As this motif of marrying is multiplied in the movie, wedding-planner Dubey’s overbearing mother asks him, in Hindi, if he is thinking of ghar basana, settling down, anytime soon. He earns a lot, but does he think of girls, her future grandchildren? Through visuals and Mychael Danna’s soundtrack, the movie treats the term ghar basana and the verb barsana, to rain, as synonyms. This culminates in the movie’s final scenes – it rains on the wedding day. It pours over the brass band and the dancing guests. The closing credits show Aditi and Hemant performing the sacred fire ceremony, and the Punjabi theme song, Aj mera jee karda, evokes monsoon and marriage.

Households of three
Tagore, who has a brief but perfectly timed cameo in Monsoon Wedding as Ria’s bedside reading, looked in on the Indian marriage in his own work, both with interest and worry. In his 1916 novel, Ghare Bhaire (Home and the World), the third, Sandip, only gains prominence after the wedding. Tagore plays with notions of home and the ambiguity that the world, or the third, introduces to it (to borrow from scholar Ana Jelnikar’s thoughts on the novel). The radically anti-British, pro-Swadeshi activist Sandip is welcomed into the home of the politically and personally moderate landowner, Nikhilesh, and his wife Bimala. Nikhilesh questions the traditional position of women, and encourages Bimala to come out of the zenana. But Bimala quickly falls for Sandip’s boisterous presence, and Nikhilesh is torn between his idea of being a good host and the attachment he feels to his wife. In the end it is Bimala who, with her newfound agency, facilitated by both her husband and Sandip, asks Sandip to leave home. Nikhilesh and Bimala soon slip into their old roles.

A similar love triangle is described in Buddhadeva Bose’s 1967 Raat Bhor Brishti (It Rained All Night), a bolder version of the theme of Ghare Bhaire. This controversial novel is about a love marriage between Maloti and the (sexually) reserved college lecturer Nayonangshu. At one point, Maloti ponders how infatuation in marriage wanes, how it is “washed out in one monsoon”. The significant third here is Jayanto, Nayonangshu’s hot-blooded friend.

Bose’s novel opens up in medias res, four hours after Maloti and Jayanto’s love-making during a night of hard rain. It rained all of Maloti and Nayonangshu’s wedding night too, the husband reminisces. But their sexual encounter was far more restrained. The novel is the couple’s attempt at contextualising and giving meaning to what happened – the affair – as well as a candid dissection of the institution of marriage. In light prose, using the protagonists as narrators, Bose questions the viability of the Indian marriage as a static social contract, arranged or not. He feels that emotion, which is always fluid, should be the only glue between partners. The novel ends on a defeatist note – the little that connected the married couple has snapped, but the dynamics are left unresolved.
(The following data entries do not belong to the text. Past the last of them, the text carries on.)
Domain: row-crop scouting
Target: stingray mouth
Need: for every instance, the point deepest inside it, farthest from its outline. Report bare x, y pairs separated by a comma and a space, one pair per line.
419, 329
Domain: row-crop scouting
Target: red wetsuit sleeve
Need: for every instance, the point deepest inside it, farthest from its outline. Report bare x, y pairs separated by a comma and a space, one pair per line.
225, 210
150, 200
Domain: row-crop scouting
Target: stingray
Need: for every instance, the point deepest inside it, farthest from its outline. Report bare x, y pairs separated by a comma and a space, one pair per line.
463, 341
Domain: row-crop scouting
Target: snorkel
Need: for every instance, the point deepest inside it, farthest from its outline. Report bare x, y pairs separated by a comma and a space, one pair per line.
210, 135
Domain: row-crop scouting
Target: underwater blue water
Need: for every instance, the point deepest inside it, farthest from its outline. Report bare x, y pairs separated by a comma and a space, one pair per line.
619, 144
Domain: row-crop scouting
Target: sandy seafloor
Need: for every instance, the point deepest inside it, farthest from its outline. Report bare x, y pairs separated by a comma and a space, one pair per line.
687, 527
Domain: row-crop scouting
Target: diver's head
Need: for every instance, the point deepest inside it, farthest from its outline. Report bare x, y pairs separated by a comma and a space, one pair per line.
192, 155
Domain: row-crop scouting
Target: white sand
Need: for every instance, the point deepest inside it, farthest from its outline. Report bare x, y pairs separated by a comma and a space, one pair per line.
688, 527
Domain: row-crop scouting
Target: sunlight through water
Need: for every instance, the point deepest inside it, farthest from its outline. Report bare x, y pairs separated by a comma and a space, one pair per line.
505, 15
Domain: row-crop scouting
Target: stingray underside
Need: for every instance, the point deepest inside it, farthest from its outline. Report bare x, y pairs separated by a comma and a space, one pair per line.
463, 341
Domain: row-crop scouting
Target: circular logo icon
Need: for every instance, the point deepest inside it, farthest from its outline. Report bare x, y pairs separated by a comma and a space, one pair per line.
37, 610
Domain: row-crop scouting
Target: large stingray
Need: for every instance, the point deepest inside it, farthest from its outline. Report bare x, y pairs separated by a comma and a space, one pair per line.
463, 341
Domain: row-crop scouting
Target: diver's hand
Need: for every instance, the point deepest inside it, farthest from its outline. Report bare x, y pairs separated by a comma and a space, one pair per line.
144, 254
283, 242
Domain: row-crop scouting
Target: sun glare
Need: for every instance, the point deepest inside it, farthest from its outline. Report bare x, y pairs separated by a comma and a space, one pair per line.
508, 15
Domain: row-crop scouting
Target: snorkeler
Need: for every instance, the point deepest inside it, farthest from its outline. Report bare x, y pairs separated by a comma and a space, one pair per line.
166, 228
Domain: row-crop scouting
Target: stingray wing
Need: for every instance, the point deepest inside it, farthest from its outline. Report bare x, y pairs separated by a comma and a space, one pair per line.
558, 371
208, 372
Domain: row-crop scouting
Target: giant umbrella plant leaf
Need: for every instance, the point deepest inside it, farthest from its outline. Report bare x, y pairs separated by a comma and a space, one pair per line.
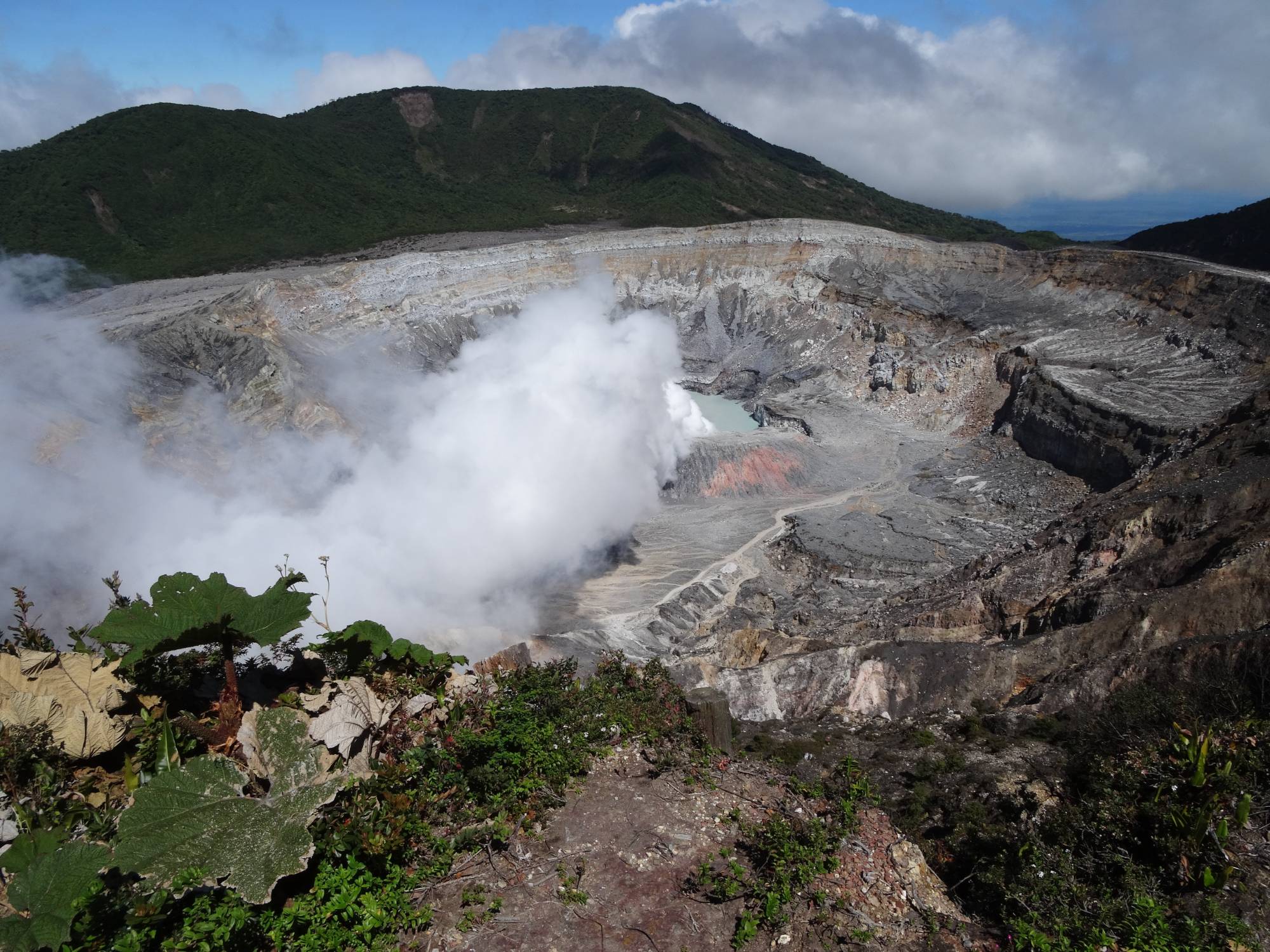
45, 893
197, 817
186, 611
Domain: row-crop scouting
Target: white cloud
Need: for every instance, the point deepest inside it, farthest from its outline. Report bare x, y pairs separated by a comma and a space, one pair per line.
1131, 96
36, 105
345, 76
219, 96
986, 116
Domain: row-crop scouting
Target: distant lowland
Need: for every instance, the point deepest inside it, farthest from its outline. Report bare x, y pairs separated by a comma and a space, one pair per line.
162, 191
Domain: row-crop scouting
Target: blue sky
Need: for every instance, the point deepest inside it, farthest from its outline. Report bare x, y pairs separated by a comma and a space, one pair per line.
1094, 117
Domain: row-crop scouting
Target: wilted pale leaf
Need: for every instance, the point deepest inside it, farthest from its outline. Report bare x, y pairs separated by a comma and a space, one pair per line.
197, 817
72, 694
355, 711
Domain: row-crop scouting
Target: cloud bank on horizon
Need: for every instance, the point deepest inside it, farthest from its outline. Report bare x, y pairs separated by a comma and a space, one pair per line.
1130, 96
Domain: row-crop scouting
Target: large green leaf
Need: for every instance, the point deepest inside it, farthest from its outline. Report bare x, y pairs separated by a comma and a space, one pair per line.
197, 817
186, 611
45, 894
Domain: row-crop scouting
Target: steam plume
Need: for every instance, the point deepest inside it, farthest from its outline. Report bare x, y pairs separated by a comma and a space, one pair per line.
543, 444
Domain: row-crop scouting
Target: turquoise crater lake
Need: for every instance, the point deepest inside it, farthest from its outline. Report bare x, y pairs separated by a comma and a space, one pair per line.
727, 416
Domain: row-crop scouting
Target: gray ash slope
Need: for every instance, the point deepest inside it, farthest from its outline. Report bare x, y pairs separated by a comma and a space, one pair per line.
986, 473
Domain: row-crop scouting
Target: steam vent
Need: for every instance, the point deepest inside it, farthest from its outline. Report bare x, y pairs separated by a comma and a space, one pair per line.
958, 498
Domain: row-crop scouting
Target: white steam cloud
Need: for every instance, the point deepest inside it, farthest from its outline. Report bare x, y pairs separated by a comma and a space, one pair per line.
464, 493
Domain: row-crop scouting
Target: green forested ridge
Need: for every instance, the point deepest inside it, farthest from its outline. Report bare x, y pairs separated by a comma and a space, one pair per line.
164, 190
1240, 238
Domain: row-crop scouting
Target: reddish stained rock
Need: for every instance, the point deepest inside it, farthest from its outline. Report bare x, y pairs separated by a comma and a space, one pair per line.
763, 468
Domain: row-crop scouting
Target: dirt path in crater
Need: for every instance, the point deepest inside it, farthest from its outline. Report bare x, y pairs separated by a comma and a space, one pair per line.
746, 569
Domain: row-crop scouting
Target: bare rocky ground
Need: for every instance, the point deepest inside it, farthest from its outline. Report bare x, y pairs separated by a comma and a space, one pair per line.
625, 845
991, 478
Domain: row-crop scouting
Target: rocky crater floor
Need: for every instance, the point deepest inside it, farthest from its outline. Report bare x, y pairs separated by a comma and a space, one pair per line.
985, 479
979, 469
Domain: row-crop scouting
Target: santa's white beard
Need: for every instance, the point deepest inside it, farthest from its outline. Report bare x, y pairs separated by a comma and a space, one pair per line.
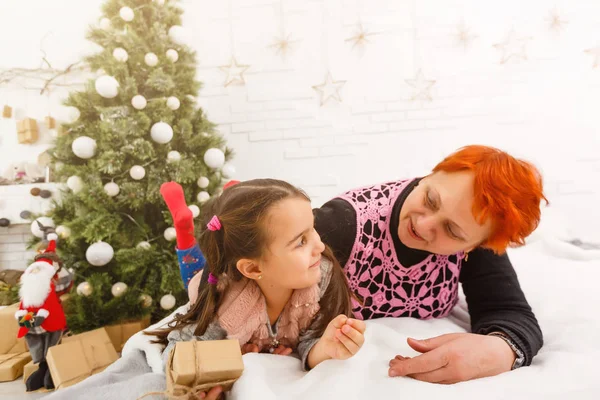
35, 287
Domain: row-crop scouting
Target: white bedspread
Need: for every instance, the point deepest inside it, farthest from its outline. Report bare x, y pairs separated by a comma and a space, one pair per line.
560, 287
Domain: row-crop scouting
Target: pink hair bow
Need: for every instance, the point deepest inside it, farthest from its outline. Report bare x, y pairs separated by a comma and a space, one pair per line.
214, 224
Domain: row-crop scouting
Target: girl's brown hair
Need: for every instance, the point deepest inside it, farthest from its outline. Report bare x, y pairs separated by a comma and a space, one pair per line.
242, 210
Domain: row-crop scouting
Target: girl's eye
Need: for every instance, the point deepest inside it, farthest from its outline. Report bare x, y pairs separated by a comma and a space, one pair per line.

Both Bose and Tagore examined the weak spots of a (Bengali) marriage by dropping in a literary third – as maybe the fastest way to do it – and then documenting the chain reactions. In Monsoon Wedding, the two figures of the third define a marriage by being themselves identified as superfluous and unwanted. Khair’s tourists, who want so badly to have a peep at an Indian wedding, end up financially facilitating a marriage.

Ceremonies, like weddings, call for witnesses, voyeurs, thirds, even if it is only the registrar or priest. In fact, as in the case of our homeopathic doctor from Pune, they demand it. The presence of others validates and ratifies the ritual, linking the private to public, family to community. This impulse then transfers to marriage, too. Indeed, as Perel suggests, we could say that knowledge of the Other often remains incomplete without the tension provided by the third, whether as a catalyst for the couple’s first union or transformation, or as an agent provocateur who undercuts them irreparably, ripping at the existing tear in the seam. These shadow presences, when not outright fatal, seem to tread a fine line between trespassers and facilitators. What these narratives are trying to pin down is where exactly that line is.

~ Lora Tomas is a writer and an indologist based in Bengaluru.